Last week we saw something that we had never seen before, a photograph of a black hole in the M87 galaxy. A group of 200 researchers, including astronomers from University of Arizona, working together were able to show us something that seemed that it would be impossible to see. For the Israelites, leaving Mitzrayim, Egypt, probably seemed impossible. With God’s might, with Moses as their leader, and with all of them working together, something that seemed impossible, happened, and it is now our central sacred story.
Israel became the seventh country to put an object in orbit around the moon last week, but the attempted landing of the Beresheet lunar lander failed. The lander took a picture of itself 22 km above the moon’s surface with a sign that read “small country, big dreams” before the presumed crash landing. Beresheet was the first private launch and attempted landing on the moon, and SpaceIL has already announced that there will be a Beresheet Shtayim, a second attempt. After the Exodus, the Israelites made lots of mistakes along the way to the Promised Land, but mistakes and failures did not prevent the Israelites from entually finishing the journey with God’s help.

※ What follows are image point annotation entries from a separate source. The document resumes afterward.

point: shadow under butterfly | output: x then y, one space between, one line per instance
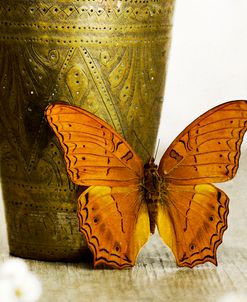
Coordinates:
126 199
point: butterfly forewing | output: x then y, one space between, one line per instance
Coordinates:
208 150
94 153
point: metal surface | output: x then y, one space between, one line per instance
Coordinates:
108 57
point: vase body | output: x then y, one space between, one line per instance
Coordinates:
108 57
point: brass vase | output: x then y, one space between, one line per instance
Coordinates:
107 56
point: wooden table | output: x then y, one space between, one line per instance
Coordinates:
155 276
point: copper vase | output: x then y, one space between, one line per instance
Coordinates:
107 56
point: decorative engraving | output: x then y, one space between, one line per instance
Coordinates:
108 57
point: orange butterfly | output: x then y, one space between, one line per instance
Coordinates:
126 199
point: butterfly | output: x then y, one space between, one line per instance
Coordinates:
125 200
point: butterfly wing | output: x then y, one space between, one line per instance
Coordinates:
115 223
193 216
111 212
94 152
208 150
192 222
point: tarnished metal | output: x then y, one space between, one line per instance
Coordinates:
108 57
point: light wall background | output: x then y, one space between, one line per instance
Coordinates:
207 63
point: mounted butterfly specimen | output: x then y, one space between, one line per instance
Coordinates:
126 199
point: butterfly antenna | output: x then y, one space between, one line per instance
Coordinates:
157 149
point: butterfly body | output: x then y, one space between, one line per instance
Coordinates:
125 199
153 191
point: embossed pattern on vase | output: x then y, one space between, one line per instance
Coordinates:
108 57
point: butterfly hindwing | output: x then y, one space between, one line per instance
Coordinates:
208 150
94 153
115 223
192 222
193 217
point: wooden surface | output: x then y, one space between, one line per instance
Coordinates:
155 276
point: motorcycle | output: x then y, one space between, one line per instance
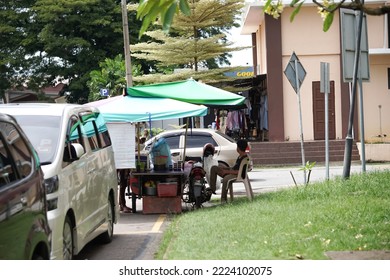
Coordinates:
195 191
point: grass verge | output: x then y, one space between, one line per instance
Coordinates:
297 223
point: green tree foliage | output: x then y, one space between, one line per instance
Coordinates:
44 41
111 76
194 41
76 35
149 11
15 20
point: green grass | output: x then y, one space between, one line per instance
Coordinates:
297 223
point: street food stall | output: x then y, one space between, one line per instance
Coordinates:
122 114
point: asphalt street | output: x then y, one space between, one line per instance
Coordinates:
137 235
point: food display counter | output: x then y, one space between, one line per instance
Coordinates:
160 191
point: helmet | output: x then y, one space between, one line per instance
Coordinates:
208 150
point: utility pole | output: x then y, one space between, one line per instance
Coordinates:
349 138
129 83
126 42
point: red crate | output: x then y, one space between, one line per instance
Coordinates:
161 205
167 189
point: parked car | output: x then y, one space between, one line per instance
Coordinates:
225 146
77 159
24 227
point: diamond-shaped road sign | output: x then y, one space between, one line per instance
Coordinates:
104 92
290 72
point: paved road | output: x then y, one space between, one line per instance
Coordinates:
136 236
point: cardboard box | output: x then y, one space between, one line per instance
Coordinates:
167 189
161 205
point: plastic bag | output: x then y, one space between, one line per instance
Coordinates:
208 162
161 154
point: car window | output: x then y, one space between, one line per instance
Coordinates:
196 141
15 157
173 141
43 133
96 130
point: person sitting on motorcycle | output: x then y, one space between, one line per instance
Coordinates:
226 172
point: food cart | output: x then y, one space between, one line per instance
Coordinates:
122 114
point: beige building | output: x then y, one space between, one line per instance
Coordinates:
275 40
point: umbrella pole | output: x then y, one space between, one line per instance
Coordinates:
185 145
138 148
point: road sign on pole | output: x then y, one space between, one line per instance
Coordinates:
325 88
104 92
295 73
292 69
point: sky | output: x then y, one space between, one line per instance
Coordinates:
244 57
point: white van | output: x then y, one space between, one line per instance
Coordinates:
77 160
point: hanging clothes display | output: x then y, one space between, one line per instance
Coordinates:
236 124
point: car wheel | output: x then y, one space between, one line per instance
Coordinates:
67 239
106 237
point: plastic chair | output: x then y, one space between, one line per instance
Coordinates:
242 177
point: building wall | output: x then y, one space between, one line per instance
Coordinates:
305 37
376 93
300 36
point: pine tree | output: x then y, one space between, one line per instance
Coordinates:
194 42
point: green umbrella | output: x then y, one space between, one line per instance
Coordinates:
190 91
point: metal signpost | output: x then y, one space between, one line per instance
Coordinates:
325 88
355 70
295 73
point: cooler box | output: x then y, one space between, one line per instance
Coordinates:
167 189
161 205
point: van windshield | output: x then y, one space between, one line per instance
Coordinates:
43 132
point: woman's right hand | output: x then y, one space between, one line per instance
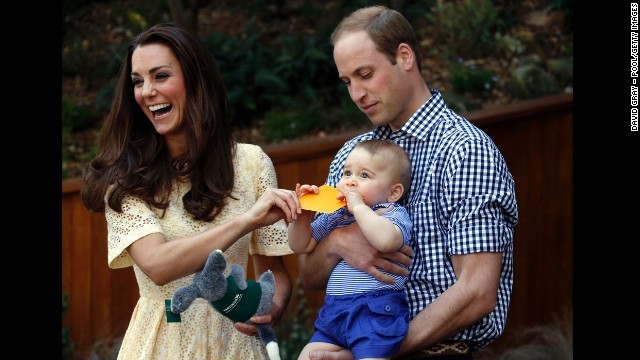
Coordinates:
273 205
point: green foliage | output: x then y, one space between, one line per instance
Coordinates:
264 78
465 28
469 78
293 123
566 8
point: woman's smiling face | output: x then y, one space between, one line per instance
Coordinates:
159 88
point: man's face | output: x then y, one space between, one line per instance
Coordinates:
376 86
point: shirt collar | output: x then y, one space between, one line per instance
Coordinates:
422 122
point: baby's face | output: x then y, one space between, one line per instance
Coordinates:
367 175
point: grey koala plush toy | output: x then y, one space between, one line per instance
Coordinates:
234 297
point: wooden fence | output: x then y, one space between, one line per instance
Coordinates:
536 139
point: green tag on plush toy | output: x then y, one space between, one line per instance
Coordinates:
171 317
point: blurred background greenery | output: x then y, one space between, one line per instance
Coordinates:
278 67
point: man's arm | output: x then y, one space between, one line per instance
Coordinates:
473 296
349 243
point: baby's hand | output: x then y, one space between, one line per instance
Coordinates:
306 189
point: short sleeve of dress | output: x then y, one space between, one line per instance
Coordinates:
135 221
269 240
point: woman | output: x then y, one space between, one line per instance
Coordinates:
174 186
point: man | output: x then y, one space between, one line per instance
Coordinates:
462 198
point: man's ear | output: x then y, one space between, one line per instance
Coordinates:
405 56
396 192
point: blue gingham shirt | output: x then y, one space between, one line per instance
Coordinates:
346 279
461 201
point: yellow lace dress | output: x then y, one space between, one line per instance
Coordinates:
202 333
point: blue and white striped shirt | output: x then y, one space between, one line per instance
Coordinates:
346 279
461 201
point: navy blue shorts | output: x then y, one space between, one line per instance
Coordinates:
369 324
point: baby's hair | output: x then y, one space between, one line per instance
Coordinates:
395 156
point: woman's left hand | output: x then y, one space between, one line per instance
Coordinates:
273 205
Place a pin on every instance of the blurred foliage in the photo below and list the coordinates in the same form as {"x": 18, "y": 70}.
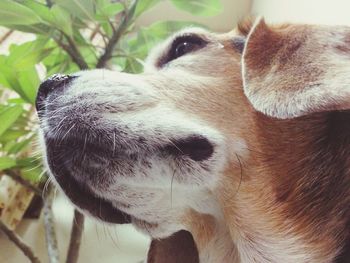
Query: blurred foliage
{"x": 69, "y": 35}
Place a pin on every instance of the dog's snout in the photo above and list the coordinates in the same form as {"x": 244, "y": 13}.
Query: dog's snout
{"x": 54, "y": 83}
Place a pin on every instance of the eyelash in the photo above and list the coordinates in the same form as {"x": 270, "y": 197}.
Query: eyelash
{"x": 191, "y": 39}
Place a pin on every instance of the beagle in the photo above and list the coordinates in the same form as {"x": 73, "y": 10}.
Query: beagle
{"x": 228, "y": 148}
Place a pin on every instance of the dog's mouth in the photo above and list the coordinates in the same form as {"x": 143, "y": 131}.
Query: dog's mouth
{"x": 84, "y": 199}
{"x": 76, "y": 164}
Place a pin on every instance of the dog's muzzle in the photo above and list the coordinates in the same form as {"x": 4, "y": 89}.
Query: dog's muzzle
{"x": 56, "y": 82}
{"x": 78, "y": 194}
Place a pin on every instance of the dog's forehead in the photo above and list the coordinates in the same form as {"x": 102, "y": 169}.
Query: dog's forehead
{"x": 159, "y": 50}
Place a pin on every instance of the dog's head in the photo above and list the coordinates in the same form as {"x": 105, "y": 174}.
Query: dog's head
{"x": 165, "y": 149}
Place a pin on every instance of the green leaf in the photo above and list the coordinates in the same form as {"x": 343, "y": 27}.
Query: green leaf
{"x": 29, "y": 81}
{"x": 83, "y": 9}
{"x": 33, "y": 174}
{"x": 13, "y": 13}
{"x": 25, "y": 56}
{"x": 106, "y": 10}
{"x": 143, "y": 6}
{"x": 199, "y": 7}
{"x": 6, "y": 163}
{"x": 61, "y": 20}
{"x": 8, "y": 116}
{"x": 35, "y": 28}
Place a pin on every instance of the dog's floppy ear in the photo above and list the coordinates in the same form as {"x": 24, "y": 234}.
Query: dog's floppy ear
{"x": 178, "y": 248}
{"x": 294, "y": 70}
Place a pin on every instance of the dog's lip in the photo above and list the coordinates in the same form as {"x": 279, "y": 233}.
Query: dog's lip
{"x": 87, "y": 201}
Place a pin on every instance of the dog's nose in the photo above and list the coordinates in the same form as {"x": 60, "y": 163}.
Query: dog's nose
{"x": 53, "y": 83}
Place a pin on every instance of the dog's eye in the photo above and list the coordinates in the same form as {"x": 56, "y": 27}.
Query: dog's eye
{"x": 184, "y": 45}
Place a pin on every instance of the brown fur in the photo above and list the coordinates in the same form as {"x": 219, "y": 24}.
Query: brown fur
{"x": 296, "y": 181}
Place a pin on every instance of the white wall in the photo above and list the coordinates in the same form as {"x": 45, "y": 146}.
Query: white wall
{"x": 308, "y": 11}
{"x": 234, "y": 10}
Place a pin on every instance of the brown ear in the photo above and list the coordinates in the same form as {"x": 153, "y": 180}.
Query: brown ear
{"x": 294, "y": 70}
{"x": 178, "y": 248}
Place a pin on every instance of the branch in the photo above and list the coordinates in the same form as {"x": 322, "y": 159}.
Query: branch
{"x": 75, "y": 237}
{"x": 15, "y": 175}
{"x": 107, "y": 55}
{"x": 50, "y": 234}
{"x": 27, "y": 251}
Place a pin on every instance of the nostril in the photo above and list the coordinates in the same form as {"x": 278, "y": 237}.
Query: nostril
{"x": 54, "y": 82}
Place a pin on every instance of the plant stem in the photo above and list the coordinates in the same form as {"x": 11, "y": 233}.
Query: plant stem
{"x": 15, "y": 175}
{"x": 50, "y": 234}
{"x": 75, "y": 237}
{"x": 117, "y": 34}
{"x": 27, "y": 251}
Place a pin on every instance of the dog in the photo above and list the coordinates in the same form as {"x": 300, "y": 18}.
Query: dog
{"x": 229, "y": 147}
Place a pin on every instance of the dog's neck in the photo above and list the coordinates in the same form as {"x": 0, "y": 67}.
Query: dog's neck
{"x": 293, "y": 201}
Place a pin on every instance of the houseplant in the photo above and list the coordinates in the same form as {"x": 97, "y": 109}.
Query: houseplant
{"x": 68, "y": 36}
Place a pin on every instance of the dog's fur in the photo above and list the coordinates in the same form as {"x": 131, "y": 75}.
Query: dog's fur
{"x": 272, "y": 103}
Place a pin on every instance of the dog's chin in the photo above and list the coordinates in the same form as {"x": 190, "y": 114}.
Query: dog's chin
{"x": 86, "y": 201}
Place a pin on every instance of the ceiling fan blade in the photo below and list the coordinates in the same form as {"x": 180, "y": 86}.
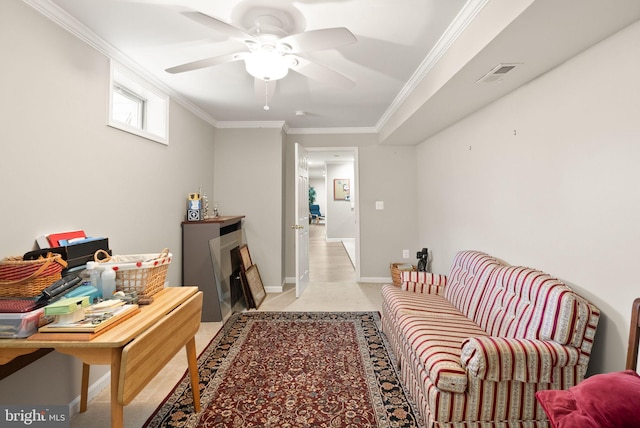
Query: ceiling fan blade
{"x": 316, "y": 40}
{"x": 321, "y": 73}
{"x": 264, "y": 91}
{"x": 218, "y": 25}
{"x": 207, "y": 62}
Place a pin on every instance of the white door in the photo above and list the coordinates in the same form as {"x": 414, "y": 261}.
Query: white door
{"x": 301, "y": 228}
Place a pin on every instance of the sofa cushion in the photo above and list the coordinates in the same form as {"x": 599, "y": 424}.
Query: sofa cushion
{"x": 423, "y": 282}
{"x": 435, "y": 338}
{"x": 525, "y": 360}
{"x": 468, "y": 275}
{"x": 526, "y": 303}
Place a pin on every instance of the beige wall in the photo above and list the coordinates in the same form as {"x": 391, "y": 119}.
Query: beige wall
{"x": 249, "y": 181}
{"x": 384, "y": 173}
{"x": 62, "y": 168}
{"x": 548, "y": 177}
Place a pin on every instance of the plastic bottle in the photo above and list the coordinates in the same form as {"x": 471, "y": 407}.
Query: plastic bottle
{"x": 94, "y": 276}
{"x": 108, "y": 278}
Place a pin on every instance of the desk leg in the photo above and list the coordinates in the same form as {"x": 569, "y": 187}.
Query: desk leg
{"x": 193, "y": 372}
{"x": 117, "y": 409}
{"x": 84, "y": 389}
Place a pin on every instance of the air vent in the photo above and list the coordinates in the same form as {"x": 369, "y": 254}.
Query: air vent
{"x": 497, "y": 73}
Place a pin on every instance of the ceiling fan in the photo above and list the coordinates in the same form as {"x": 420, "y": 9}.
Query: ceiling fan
{"x": 271, "y": 52}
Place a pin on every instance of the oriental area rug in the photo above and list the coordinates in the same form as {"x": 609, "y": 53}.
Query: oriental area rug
{"x": 294, "y": 369}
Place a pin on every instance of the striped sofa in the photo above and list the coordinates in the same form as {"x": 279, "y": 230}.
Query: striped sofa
{"x": 474, "y": 346}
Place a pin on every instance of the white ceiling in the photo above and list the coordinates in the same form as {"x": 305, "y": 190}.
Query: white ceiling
{"x": 415, "y": 62}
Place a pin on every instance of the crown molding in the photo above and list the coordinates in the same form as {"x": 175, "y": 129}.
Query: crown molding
{"x": 272, "y": 124}
{"x": 457, "y": 27}
{"x": 352, "y": 130}
{"x": 63, "y": 19}
{"x": 75, "y": 27}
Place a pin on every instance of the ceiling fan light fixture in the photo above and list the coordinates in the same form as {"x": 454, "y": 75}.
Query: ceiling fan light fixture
{"x": 267, "y": 65}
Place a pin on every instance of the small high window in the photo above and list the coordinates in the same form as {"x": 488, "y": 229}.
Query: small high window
{"x": 136, "y": 107}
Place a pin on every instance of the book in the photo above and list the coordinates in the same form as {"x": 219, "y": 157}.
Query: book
{"x": 80, "y": 336}
{"x": 92, "y": 323}
{"x": 54, "y": 238}
{"x": 66, "y": 306}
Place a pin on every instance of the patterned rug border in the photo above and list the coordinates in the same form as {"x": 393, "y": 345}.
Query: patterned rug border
{"x": 229, "y": 334}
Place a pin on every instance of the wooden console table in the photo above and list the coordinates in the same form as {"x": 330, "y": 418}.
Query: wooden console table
{"x": 136, "y": 349}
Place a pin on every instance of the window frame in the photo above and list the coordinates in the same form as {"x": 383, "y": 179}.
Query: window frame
{"x": 154, "y": 105}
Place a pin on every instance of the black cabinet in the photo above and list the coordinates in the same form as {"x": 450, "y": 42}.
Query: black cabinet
{"x": 208, "y": 263}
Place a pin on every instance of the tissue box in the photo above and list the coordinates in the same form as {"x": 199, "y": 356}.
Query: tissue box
{"x": 19, "y": 325}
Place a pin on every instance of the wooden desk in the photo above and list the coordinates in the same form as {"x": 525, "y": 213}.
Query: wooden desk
{"x": 136, "y": 349}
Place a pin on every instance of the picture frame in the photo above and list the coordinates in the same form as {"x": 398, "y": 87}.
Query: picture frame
{"x": 341, "y": 189}
{"x": 245, "y": 257}
{"x": 254, "y": 283}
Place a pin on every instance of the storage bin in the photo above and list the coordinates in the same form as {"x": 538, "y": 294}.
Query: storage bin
{"x": 143, "y": 274}
{"x": 27, "y": 278}
{"x": 20, "y": 325}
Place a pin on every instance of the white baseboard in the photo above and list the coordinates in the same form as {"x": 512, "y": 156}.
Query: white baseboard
{"x": 94, "y": 390}
{"x": 376, "y": 280}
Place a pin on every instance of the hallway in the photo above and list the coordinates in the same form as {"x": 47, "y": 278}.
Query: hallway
{"x": 328, "y": 261}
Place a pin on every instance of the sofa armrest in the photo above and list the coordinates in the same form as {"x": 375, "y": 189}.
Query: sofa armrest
{"x": 423, "y": 282}
{"x": 526, "y": 360}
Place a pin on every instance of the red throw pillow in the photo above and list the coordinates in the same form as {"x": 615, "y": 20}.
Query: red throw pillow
{"x": 601, "y": 401}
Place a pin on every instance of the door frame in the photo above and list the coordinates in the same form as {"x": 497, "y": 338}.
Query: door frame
{"x": 355, "y": 189}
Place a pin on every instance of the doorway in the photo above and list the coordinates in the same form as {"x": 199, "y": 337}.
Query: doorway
{"x": 334, "y": 239}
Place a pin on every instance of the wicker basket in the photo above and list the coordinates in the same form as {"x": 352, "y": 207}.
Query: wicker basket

As we prepare for Passover this week, we are told that we are required to see ourselves as if we were the ones redeemed from Mitzrayim, from Egypt. I hope that these two examples remind us that working together we can see impossible things and that making mistakes along the way does not prevent us from achieving our goals.
I wish all of you a good and sweet Passover holiday. A zissen Pesach v’Kasher! Chag Sameach!